I'm the Director of Music and classroom teacher at Sandringham College.
I enrolled in the Bastow Impact course because I had been leading informally at Sandringham College for numerous years. And I wanted to take some opportunities to put myself on the pathway to formal leadership, and to develop my career towards leading Victorian government schools.
Being a part of the Bastow Impact course has been fantastic because I found myself in a course with other future leaders, even some current leaders that are like minded, that are driven, that want to make change in Victorian government education. And has really pushed me to want to be a better teacher, wanted to be a better leader, and wanted to improve my skills and knowledge to make sure that I can be as effective as I can be for these kids.
When I started at Sandringham College, I was employed on the senior campus. Sandringham College being a multi-campus, 3 campus school.
One of the pitfalls with a multi-campus schools, and having a department spread across 3 sites is you have staff that don't see each other, that don't have a sense of collegiality.
One of my key focuses in my Impact school change course was to create unity amongst the staff.
I presented a lot of my ideas. We shared them, we pulled them apart. And I found that the staff were really excited about the prospect of being 1 department.
The Bastow Impact course gave me the skills and knowledge to be able to implement unity across my department.
It helped me with things like team building skills, how I present information, how I relate to other staff, and how I manage myself as a teacher, but also as a leader.
The point of it here is to grow as teachers, and to improve the learning outcomes of our students, which is the ultimate goal.
Allen McAuliffe: Bastow has helped us work with a project that is immediately relevant, essential to the school's direction, but has provided us with the knowledge that in fact, we're getting other types of advice and educational input into that program decision making.
So it's really providing educational credibility to the decisions that we make.

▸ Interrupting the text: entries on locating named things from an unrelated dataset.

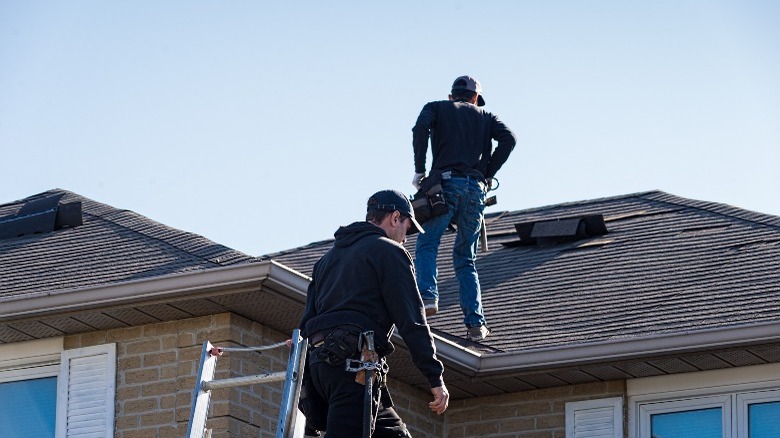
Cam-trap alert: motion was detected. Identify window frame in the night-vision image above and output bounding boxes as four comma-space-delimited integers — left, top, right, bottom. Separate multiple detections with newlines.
626, 363, 780, 438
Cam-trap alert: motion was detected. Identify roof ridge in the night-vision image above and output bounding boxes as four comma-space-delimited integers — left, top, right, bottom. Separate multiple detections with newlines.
641, 190, 780, 227
12, 188, 256, 266
490, 190, 665, 215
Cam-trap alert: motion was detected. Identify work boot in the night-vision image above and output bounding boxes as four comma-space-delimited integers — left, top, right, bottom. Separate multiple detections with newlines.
466, 324, 490, 342
423, 300, 439, 316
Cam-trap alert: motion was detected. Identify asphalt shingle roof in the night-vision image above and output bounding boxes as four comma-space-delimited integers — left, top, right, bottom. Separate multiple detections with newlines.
264, 191, 780, 352
0, 189, 256, 300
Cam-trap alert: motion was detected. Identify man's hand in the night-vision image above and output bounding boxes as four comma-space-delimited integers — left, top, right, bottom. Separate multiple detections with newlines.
428, 385, 450, 415
412, 172, 425, 190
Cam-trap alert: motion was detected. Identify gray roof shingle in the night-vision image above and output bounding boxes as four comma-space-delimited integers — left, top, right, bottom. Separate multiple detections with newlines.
264, 191, 780, 352
0, 189, 256, 300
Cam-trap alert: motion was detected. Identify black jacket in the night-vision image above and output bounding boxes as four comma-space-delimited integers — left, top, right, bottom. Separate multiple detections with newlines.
300, 222, 444, 388
412, 100, 517, 180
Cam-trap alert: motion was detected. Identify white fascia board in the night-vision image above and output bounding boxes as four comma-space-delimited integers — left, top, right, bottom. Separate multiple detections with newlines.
0, 260, 308, 321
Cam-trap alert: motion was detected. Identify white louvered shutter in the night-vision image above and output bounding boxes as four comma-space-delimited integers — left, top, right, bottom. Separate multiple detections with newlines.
566, 397, 623, 438
56, 344, 116, 438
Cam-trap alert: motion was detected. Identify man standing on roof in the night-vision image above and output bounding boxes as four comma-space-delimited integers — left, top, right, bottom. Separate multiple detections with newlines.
412, 76, 516, 341
300, 190, 449, 438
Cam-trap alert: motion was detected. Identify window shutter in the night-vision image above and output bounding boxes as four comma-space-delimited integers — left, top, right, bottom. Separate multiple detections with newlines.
55, 344, 116, 438
566, 397, 623, 438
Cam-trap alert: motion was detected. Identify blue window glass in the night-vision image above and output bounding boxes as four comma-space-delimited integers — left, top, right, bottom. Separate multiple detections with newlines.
748, 402, 780, 438
650, 408, 723, 438
0, 377, 57, 438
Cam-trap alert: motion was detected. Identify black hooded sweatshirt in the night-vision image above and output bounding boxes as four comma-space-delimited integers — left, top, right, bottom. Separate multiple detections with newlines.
300, 222, 444, 388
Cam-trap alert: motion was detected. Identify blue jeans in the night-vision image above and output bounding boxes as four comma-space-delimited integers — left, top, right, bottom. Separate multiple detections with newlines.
414, 177, 485, 327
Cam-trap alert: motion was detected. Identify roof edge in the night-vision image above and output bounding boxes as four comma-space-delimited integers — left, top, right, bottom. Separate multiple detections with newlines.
473, 322, 780, 374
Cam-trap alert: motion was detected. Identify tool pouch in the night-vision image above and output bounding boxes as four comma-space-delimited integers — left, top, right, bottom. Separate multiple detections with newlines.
314, 330, 357, 366
298, 361, 328, 436
412, 172, 448, 224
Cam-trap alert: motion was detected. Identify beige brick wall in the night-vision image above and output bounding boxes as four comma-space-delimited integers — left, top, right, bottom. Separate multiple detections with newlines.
65, 314, 289, 438
442, 381, 626, 438
65, 313, 625, 438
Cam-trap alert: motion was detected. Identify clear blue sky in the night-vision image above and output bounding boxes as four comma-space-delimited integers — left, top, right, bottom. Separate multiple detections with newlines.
0, 0, 780, 255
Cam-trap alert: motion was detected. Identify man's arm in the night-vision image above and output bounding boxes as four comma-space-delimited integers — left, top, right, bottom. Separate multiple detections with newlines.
375, 245, 444, 388
485, 116, 517, 179
298, 278, 317, 336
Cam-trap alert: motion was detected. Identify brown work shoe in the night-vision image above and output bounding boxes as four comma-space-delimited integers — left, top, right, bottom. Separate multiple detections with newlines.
466, 324, 490, 342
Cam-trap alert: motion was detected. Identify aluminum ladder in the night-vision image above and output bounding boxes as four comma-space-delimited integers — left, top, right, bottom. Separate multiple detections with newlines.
187, 329, 308, 438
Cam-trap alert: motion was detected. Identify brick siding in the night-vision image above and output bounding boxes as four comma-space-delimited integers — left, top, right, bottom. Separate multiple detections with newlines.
65, 313, 625, 438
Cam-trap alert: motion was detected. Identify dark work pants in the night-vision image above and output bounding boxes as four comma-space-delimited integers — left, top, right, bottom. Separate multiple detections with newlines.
309, 361, 411, 438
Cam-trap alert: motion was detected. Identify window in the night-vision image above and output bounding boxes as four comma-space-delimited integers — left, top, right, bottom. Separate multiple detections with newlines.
628, 364, 780, 438
0, 338, 116, 438
0, 338, 62, 438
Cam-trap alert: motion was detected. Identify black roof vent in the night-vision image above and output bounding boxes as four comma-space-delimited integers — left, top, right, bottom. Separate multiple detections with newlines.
0, 194, 83, 239
515, 214, 607, 246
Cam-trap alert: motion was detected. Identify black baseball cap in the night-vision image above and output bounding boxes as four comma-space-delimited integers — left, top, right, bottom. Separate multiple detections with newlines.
452, 76, 485, 106
366, 190, 425, 234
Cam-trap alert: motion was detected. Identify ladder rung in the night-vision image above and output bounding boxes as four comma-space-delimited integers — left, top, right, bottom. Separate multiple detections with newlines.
202, 371, 287, 391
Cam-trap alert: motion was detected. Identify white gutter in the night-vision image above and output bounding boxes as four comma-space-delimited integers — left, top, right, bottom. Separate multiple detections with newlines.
0, 260, 309, 322
436, 322, 780, 376
7, 260, 780, 377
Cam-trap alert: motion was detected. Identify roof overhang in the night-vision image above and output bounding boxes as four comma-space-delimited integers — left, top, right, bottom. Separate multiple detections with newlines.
0, 261, 309, 322
0, 260, 780, 398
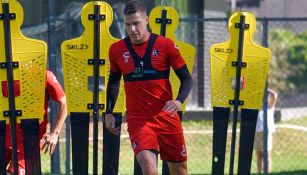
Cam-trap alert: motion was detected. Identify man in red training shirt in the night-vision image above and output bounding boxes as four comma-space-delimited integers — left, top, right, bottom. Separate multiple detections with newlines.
105, 0, 192, 175
2, 70, 67, 175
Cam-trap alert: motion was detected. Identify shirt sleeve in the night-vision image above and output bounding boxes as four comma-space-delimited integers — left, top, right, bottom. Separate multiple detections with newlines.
46, 71, 65, 102
109, 45, 120, 72
166, 39, 185, 70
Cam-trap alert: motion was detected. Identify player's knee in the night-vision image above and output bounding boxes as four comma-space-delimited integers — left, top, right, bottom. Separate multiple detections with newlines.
142, 163, 158, 175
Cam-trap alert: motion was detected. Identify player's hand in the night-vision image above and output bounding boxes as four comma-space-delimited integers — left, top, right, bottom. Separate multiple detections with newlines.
104, 114, 120, 136
162, 100, 182, 116
41, 133, 59, 155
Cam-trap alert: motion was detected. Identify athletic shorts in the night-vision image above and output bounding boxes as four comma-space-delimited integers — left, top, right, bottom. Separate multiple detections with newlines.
254, 132, 273, 151
128, 112, 187, 162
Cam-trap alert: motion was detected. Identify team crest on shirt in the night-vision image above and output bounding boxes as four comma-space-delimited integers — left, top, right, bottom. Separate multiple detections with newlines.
123, 52, 129, 63
174, 43, 179, 49
152, 49, 159, 56
132, 142, 138, 149
53, 77, 59, 84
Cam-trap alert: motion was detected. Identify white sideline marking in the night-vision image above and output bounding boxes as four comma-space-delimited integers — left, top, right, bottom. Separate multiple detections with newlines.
276, 124, 307, 132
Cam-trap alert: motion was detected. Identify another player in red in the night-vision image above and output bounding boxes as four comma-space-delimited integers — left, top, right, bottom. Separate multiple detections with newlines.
105, 0, 192, 175
2, 71, 67, 175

Benjamin: To me, education is about giving kids control, giving kids respect, giving kids responsibility so that they develop themselves, and that we move away from the sense of achievement being a letter or a number, that these kids realise that success comes in so many different forms.
That success can be, for someone in music, someone who has never played in front of a band before, learning the skill, and being able to get up there, and stand, and perform for others.
It gives them an ability to be creative.
Sam Ciaveralla: It's been really enlightening, having been as a teacher here.
Because not only does he offer freedom to all use these tools, and all these spaces he's set up for us, he's also a really good role model, and just as enthusiastic as any student here about our music, and what he's teaching us, and all the different ways to get to that end goal that we all have.
He's really opened our minds to a whole lot of different ideas, especially through styles.
He's really made us appreciate music a whole lot more.
Benjamin: I think student focused learning, and student controlled learning is the key to teaching.
And I think it's the key to making sure that we are equipping our future generation with the skills they need to be successful, and to be the best they can be.